Our team had recently a big struggle of deciding whether it is a good practice or not for the .NET Core class libraries to register their own implementations by the fact of providing a IServiceCollection extension methods like AddMyServices().
My point was that it is good to do this because:
- Top level application does not need to know all the details of the underlying library it is going to use,
- Top level application (usually Startup class) is not polluted with references to all the namespaces required to register its implementation.
- If top level application wants to provide its own custom implementation of some interfaces defined in the referenced library, it still can do it. .NET Core dependency injection allows multiple registrations.
- If there is more applications referencing this class library, you would not need to copy paste a block of e.g. AddTransient lines to each application.
Counterarguments were that:
- Some example applications use the approach of registering all the implementations in the top level Startup method.
- The above approach is only used for features (but it creates semantic doubts around what can be called a feature and what not). Still class library can name features it implements and provide separate AddFeatureXYZ() methods in the IServiceCollection extension class.

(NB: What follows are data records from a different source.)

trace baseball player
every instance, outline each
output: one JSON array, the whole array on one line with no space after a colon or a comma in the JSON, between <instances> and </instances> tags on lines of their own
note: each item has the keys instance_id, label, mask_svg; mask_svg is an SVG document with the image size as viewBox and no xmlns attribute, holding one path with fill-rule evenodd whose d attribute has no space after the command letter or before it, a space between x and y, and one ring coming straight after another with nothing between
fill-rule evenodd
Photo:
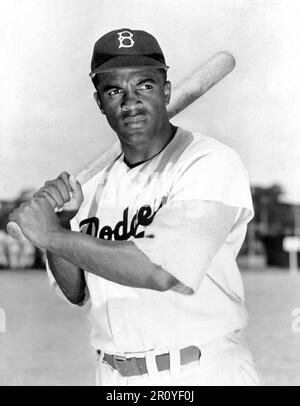
<instances>
[{"instance_id":1,"label":"baseball player","mask_svg":"<svg viewBox=\"0 0 300 406\"><path fill-rule=\"evenodd\" d=\"M167 69L149 33L102 36L90 76L122 153L84 185L46 182L11 220L46 250L51 286L86 304L98 385L256 385L236 264L247 172L169 122Z\"/></svg>"}]
</instances>

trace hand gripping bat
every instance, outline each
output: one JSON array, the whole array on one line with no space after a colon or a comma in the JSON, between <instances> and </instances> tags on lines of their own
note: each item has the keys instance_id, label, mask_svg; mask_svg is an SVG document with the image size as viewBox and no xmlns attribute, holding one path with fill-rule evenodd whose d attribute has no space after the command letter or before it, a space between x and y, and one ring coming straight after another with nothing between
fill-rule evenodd
<instances>
[{"instance_id":1,"label":"hand gripping bat","mask_svg":"<svg viewBox=\"0 0 300 406\"><path fill-rule=\"evenodd\" d=\"M234 67L235 59L226 51L216 53L197 67L172 90L171 101L167 106L169 118L171 119L192 104L228 75ZM76 179L81 184L87 182L93 175L117 158L120 153L121 145L119 141L116 141L108 150L81 169L76 175ZM13 221L7 224L7 232L17 240L24 238L20 227Z\"/></svg>"}]
</instances>

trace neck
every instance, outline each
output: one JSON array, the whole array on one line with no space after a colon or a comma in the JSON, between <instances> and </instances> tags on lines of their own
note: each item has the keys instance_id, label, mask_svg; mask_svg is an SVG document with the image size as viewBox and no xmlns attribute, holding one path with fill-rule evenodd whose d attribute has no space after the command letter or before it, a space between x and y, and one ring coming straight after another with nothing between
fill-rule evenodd
<instances>
[{"instance_id":1,"label":"neck","mask_svg":"<svg viewBox=\"0 0 300 406\"><path fill-rule=\"evenodd\" d=\"M126 161L130 164L146 161L158 154L170 142L176 132L176 127L169 121L152 137L134 144L122 142L121 146Z\"/></svg>"}]
</instances>

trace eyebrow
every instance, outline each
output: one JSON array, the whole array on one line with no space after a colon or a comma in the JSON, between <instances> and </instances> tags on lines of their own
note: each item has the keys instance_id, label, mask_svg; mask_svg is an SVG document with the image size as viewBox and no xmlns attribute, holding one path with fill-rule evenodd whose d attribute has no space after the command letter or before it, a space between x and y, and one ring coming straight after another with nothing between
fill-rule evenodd
<instances>
[{"instance_id":1,"label":"eyebrow","mask_svg":"<svg viewBox=\"0 0 300 406\"><path fill-rule=\"evenodd\" d=\"M142 85L145 82L150 82L150 83L156 83L156 80L153 78L146 78L146 79L141 79L137 82L138 85Z\"/></svg>"},{"instance_id":2,"label":"eyebrow","mask_svg":"<svg viewBox=\"0 0 300 406\"><path fill-rule=\"evenodd\" d=\"M108 92L109 90L112 90L112 89L121 89L121 88L120 88L120 86L116 86L116 85L106 85L102 89L102 92Z\"/></svg>"}]
</instances>

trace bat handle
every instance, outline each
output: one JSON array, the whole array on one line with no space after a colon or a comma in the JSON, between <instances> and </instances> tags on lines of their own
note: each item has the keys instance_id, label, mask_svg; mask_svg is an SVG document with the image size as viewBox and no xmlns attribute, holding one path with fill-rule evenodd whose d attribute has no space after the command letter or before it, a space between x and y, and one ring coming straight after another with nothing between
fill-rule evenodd
<instances>
[{"instance_id":1,"label":"bat handle","mask_svg":"<svg viewBox=\"0 0 300 406\"><path fill-rule=\"evenodd\" d=\"M25 238L20 227L14 221L10 221L7 224L6 230L7 230L8 234L15 240L21 241L21 240L24 240L24 238Z\"/></svg>"}]
</instances>

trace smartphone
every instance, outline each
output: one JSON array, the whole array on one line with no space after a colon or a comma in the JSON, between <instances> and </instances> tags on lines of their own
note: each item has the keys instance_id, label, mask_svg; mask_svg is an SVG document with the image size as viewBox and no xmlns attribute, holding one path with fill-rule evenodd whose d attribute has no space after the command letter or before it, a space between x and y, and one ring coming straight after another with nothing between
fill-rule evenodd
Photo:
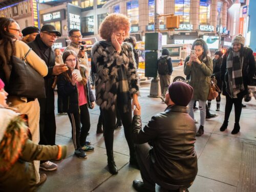
<instances>
[{"instance_id":1,"label":"smartphone","mask_svg":"<svg viewBox=\"0 0 256 192\"><path fill-rule=\"evenodd\" d=\"M191 50L190 56L191 57L196 57L197 55L196 55L196 51L195 50Z\"/></svg>"}]
</instances>

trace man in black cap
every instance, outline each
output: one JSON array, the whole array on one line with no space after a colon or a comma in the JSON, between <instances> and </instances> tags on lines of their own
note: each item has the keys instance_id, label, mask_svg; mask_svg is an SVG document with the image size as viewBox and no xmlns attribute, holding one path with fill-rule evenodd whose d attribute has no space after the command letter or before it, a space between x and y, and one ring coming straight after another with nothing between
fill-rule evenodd
<instances>
[{"instance_id":1,"label":"man in black cap","mask_svg":"<svg viewBox=\"0 0 256 192\"><path fill-rule=\"evenodd\" d=\"M154 191L155 184L167 190L189 187L197 175L196 127L187 113L193 89L183 82L168 87L164 112L142 128L140 109L134 111L133 138L143 182L133 181L138 191ZM181 191L181 190L180 190Z\"/></svg>"},{"instance_id":2,"label":"man in black cap","mask_svg":"<svg viewBox=\"0 0 256 192\"><path fill-rule=\"evenodd\" d=\"M35 40L36 35L40 33L40 29L36 27L28 27L24 29L22 32L23 35L22 40L28 44L29 42Z\"/></svg>"},{"instance_id":3,"label":"man in black cap","mask_svg":"<svg viewBox=\"0 0 256 192\"><path fill-rule=\"evenodd\" d=\"M54 92L52 88L54 76L68 70L66 65L55 66L55 57L52 49L55 40L61 36L54 26L46 24L41 28L40 34L35 40L28 44L32 50L43 59L48 67L48 74L45 77L46 98L39 98L40 104L39 144L55 144L56 122L54 114ZM41 161L40 168L45 170L57 169L57 165L51 161Z\"/></svg>"}]
</instances>

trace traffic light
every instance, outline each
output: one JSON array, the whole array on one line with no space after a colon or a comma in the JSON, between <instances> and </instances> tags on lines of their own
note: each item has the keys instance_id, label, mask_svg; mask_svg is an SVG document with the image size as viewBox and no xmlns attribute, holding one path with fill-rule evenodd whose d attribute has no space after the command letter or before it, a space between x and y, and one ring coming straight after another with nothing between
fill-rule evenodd
<instances>
[{"instance_id":1,"label":"traffic light","mask_svg":"<svg viewBox=\"0 0 256 192\"><path fill-rule=\"evenodd\" d=\"M180 27L180 16L171 15L166 17L166 28L168 29L179 29Z\"/></svg>"}]
</instances>

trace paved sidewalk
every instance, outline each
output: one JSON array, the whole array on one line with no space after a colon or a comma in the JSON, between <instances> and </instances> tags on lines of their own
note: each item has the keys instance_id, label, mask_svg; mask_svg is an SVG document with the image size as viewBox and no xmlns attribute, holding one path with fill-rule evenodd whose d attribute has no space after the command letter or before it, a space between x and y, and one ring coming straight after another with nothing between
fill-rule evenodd
<instances>
[{"instance_id":1,"label":"paved sidewalk","mask_svg":"<svg viewBox=\"0 0 256 192\"><path fill-rule=\"evenodd\" d=\"M139 100L143 125L152 115L163 111L166 107L160 98L147 97L150 88L150 84L147 83L141 86L140 89L141 96ZM256 101L252 98L249 103L243 102L250 109L243 109L240 132L234 135L231 134L234 120L233 109L227 130L224 132L219 131L224 119L225 102L225 98L222 97L221 111L217 112L218 116L206 121L204 134L197 138L195 145L198 173L189 191L256 191L256 147L251 145L256 143ZM216 113L216 105L215 101L212 101L211 113ZM57 113L56 103L56 108ZM47 174L47 180L39 191L135 191L132 182L134 179L140 179L140 174L138 170L129 165L129 148L123 128L115 131L114 150L119 173L112 175L106 167L104 137L102 134L96 134L98 107L90 112L91 126L88 139L95 149L94 152L87 153L87 159L79 159L73 155L71 127L68 116L56 115L56 144L68 145L68 157L56 162L58 165L56 171L42 172ZM195 112L195 117L199 120L199 111ZM199 126L197 124L198 127ZM254 152L254 156L248 150ZM248 180L251 181L246 183ZM245 184L250 185L253 182L252 187L247 187L249 190L241 189L244 188L242 187Z\"/></svg>"}]
</instances>

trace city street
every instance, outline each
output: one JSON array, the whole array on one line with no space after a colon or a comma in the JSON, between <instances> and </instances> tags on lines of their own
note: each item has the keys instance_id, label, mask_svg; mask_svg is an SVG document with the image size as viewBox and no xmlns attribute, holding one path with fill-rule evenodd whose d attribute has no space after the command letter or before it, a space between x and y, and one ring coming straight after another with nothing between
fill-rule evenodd
<instances>
[{"instance_id":1,"label":"city street","mask_svg":"<svg viewBox=\"0 0 256 192\"><path fill-rule=\"evenodd\" d=\"M166 106L160 98L147 97L150 83L141 85L139 100L142 107L142 120L145 125L151 117L163 111ZM66 144L68 154L66 159L54 161L56 171L42 172L47 175L46 182L39 191L135 191L132 182L140 179L139 171L129 165L129 148L123 128L115 131L114 150L118 174L112 175L108 170L106 155L102 134L96 134L99 114L98 106L90 110L91 130L88 139L95 151L87 152L88 158L81 159L74 155L71 126L67 115L56 114L56 144ZM224 119L225 98L222 96L221 111L217 117L206 121L204 134L197 137L196 150L198 158L198 173L189 191L255 191L256 185L256 101L254 98L242 110L241 130L231 135L234 124L233 108L227 130L219 129ZM198 105L198 104L197 104ZM215 113L216 101L212 101L211 113ZM199 119L199 111L195 111ZM198 127L199 124L197 124Z\"/></svg>"}]
</instances>

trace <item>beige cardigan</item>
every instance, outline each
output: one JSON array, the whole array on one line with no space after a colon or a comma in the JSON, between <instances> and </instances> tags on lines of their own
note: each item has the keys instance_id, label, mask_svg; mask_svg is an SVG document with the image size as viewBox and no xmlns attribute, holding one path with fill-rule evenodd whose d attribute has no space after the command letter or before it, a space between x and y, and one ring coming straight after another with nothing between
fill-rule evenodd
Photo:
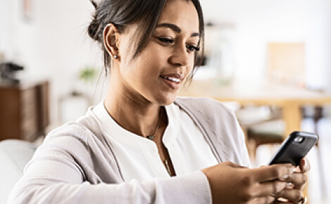
<instances>
[{"instance_id":1,"label":"beige cardigan","mask_svg":"<svg viewBox=\"0 0 331 204\"><path fill-rule=\"evenodd\" d=\"M203 98L174 102L201 129L218 162L249 165L244 137L233 113ZM89 109L51 132L38 148L8 203L211 203L201 171L169 179L124 182L112 145Z\"/></svg>"}]
</instances>

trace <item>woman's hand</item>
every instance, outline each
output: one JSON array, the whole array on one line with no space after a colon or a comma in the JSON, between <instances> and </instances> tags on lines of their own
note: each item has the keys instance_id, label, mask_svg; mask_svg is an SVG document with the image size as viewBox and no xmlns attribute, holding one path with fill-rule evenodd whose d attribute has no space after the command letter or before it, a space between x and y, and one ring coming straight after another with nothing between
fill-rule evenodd
<instances>
[{"instance_id":1,"label":"woman's hand","mask_svg":"<svg viewBox=\"0 0 331 204\"><path fill-rule=\"evenodd\" d=\"M294 171L295 167L289 164L249 169L230 162L202 170L209 181L213 204L273 203L275 195L282 192L284 198L292 195L289 189L285 190L288 182L293 182L297 188L302 187L299 179L302 173Z\"/></svg>"},{"instance_id":2,"label":"woman's hand","mask_svg":"<svg viewBox=\"0 0 331 204\"><path fill-rule=\"evenodd\" d=\"M286 200L279 200L275 203L301 203L301 200L304 198L303 191L306 181L305 173L310 169L311 166L308 160L302 159L296 171L284 180L288 184L287 188L275 195L276 197L286 198ZM279 200L282 200L282 198Z\"/></svg>"}]
</instances>

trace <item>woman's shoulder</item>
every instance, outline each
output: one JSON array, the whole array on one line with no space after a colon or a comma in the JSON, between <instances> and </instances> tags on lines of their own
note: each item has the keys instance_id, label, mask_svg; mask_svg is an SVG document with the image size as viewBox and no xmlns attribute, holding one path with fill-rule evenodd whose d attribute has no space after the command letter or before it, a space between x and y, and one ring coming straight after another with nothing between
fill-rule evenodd
<instances>
[{"instance_id":1,"label":"woman's shoulder","mask_svg":"<svg viewBox=\"0 0 331 204\"><path fill-rule=\"evenodd\" d=\"M233 110L223 103L206 97L177 97L174 103L189 112L198 112L211 115L221 114L233 116L234 115Z\"/></svg>"},{"instance_id":2,"label":"woman's shoulder","mask_svg":"<svg viewBox=\"0 0 331 204\"><path fill-rule=\"evenodd\" d=\"M65 140L79 140L87 144L91 139L95 140L101 134L101 127L90 110L85 115L76 121L67 122L54 129L46 136L45 140L65 138Z\"/></svg>"}]
</instances>

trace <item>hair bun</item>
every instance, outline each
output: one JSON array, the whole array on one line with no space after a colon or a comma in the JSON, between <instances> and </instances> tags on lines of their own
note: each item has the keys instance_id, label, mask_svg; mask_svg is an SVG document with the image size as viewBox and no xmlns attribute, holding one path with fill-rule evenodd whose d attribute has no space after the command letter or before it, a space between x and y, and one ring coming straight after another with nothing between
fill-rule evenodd
<instances>
[{"instance_id":1,"label":"hair bun","mask_svg":"<svg viewBox=\"0 0 331 204\"><path fill-rule=\"evenodd\" d=\"M89 1L91 1L91 4L92 4L93 6L94 6L94 8L96 9L98 7L98 4L96 4L94 0L90 0Z\"/></svg>"}]
</instances>

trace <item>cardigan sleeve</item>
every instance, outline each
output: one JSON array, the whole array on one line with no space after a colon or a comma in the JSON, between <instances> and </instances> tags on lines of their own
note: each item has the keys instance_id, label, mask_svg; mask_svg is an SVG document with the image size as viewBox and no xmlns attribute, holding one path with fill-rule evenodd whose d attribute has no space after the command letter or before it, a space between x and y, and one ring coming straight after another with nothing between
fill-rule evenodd
<instances>
[{"instance_id":1,"label":"cardigan sleeve","mask_svg":"<svg viewBox=\"0 0 331 204\"><path fill-rule=\"evenodd\" d=\"M141 183L132 180L96 185L72 183L65 179L70 175L61 179L26 175L15 186L8 203L211 203L208 183L201 172Z\"/></svg>"},{"instance_id":2,"label":"cardigan sleeve","mask_svg":"<svg viewBox=\"0 0 331 204\"><path fill-rule=\"evenodd\" d=\"M68 130L68 128L65 128ZM86 131L47 136L25 167L8 203L211 203L201 171L168 179L124 182L110 153ZM70 131L69 131L70 132ZM81 132L85 136L79 136Z\"/></svg>"}]
</instances>

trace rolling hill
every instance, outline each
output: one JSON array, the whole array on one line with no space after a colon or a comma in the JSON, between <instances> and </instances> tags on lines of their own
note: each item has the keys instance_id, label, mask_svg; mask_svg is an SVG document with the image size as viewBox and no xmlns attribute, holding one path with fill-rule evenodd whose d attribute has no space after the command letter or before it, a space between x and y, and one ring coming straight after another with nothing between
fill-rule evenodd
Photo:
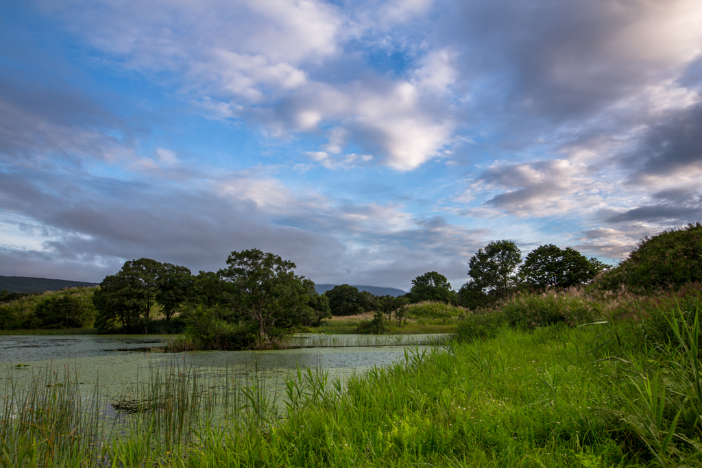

- Using AddService() extension method which registers all the implementations it may provide, may impact the performance of DI container, which makes sense in case where certain class library provide many impementations but only few are used. But a developer still have a freedom of calling AddServices() or not.
I wanted to ask about it more experienced .NET Core developers about their approaches with all the pros, which maybe I am missing. If there are any strong arguments for using the second approach I didn't list here, I would really love to get acquainted with it.
PS. This question was moved from StackOverflow as it was marked as more opinion based. In my opinion it is touching the core priciples of object oriented programming, and the question is not to find out what majority of developers is choosing, but about why somebody favours one approach against the other.